“These fucking flowers just break my heart,”
Emily says. She’s sad today about the plants
she can’t stop killing, and most days.
I’m sad too, but only slightly,
though not about the plants,
though that is one thing
a person could be sad about,
and other things.
She is folding laundry
and staring at the impatiens
with heavy necks just out the window.
“And I bought way too many blueberries,” she says.
It’s not what she wants to say.
It has nothing to do with anything, I think.
But then it does.
I imagine how they must have
called out to her in the market,
fully ripe and neatly vibrating,
barely able to keep the juice
inside their slight skin.
She knows the produce boy there by name.
I don’t.

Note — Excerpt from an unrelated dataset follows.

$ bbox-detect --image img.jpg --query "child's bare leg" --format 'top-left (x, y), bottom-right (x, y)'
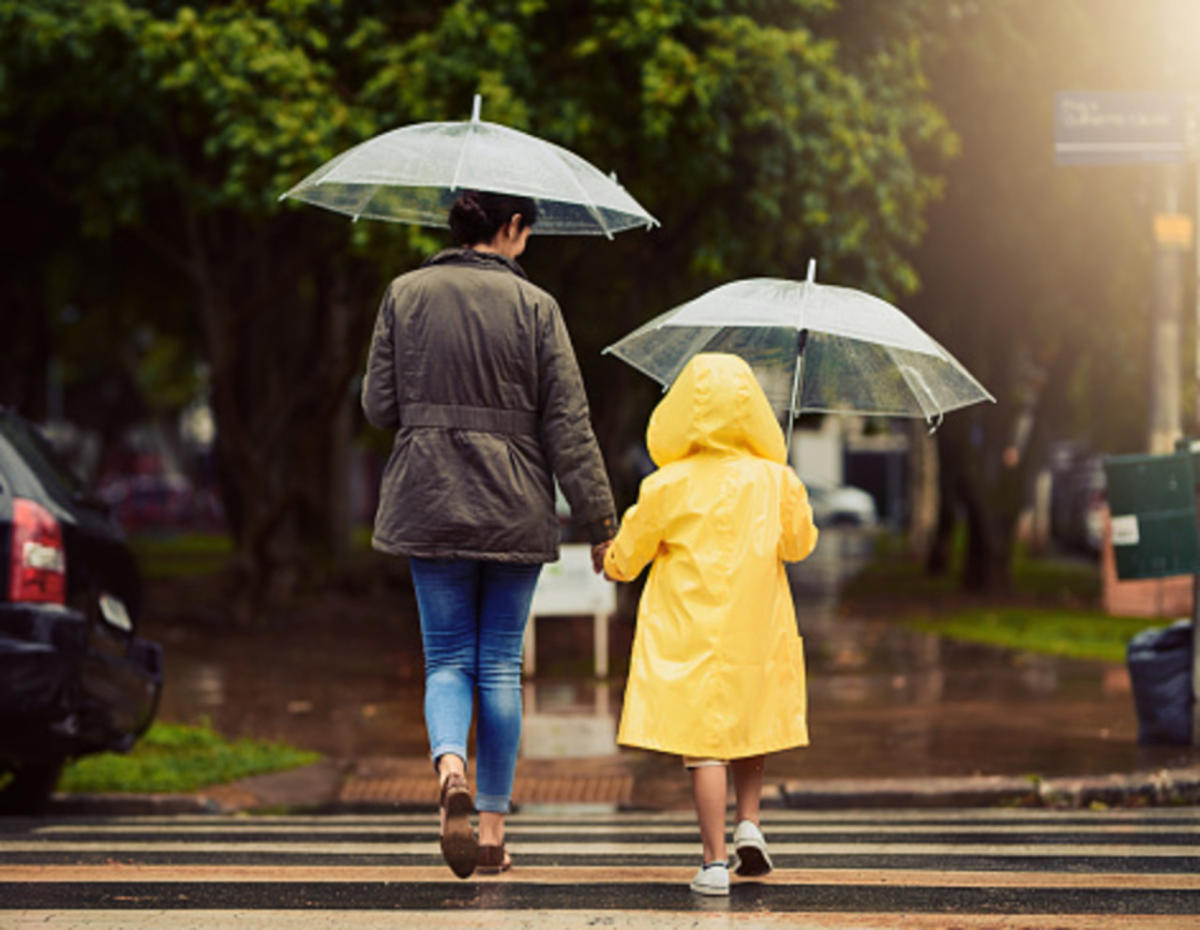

He is tall and lanky,
he makes the melons
seem heavier than they are,
his skinny arms slowly stacking them.
I’ve watched him do his work,
carefully examining each one,
trying to catch some fatal flaw
in every bitter rind.
The house is whirring and chugging
and occasionally something buzzes.
The floors have a slick candy shine across them.
Sometimes I wake up
and Emily’s been cleaning all morning.
She does this when nothing else can break that spell.
Later, they set the cheese on fire
in the Greek restaurant,
and the wine is cheap
and kind of painful.
Emily has had too much, maybe.
It is hard to tell.
She goes quiet from time to time
the way moon goes dark on cloudy nights.
The cellist stares at the carpet
while his neck
plays beautiful music.
I’ve been working on a theory
that says here is good,
it is as good a place as you will find.
I’m even sometimes tempted to say
that I don’t regret anything, not really.
But that’s not true.
I’m full of it. But its not quite regret.
It’s something darker
it flies around in me quietly
like a sheet of paper.
Occasionally a waiter zips across the floor.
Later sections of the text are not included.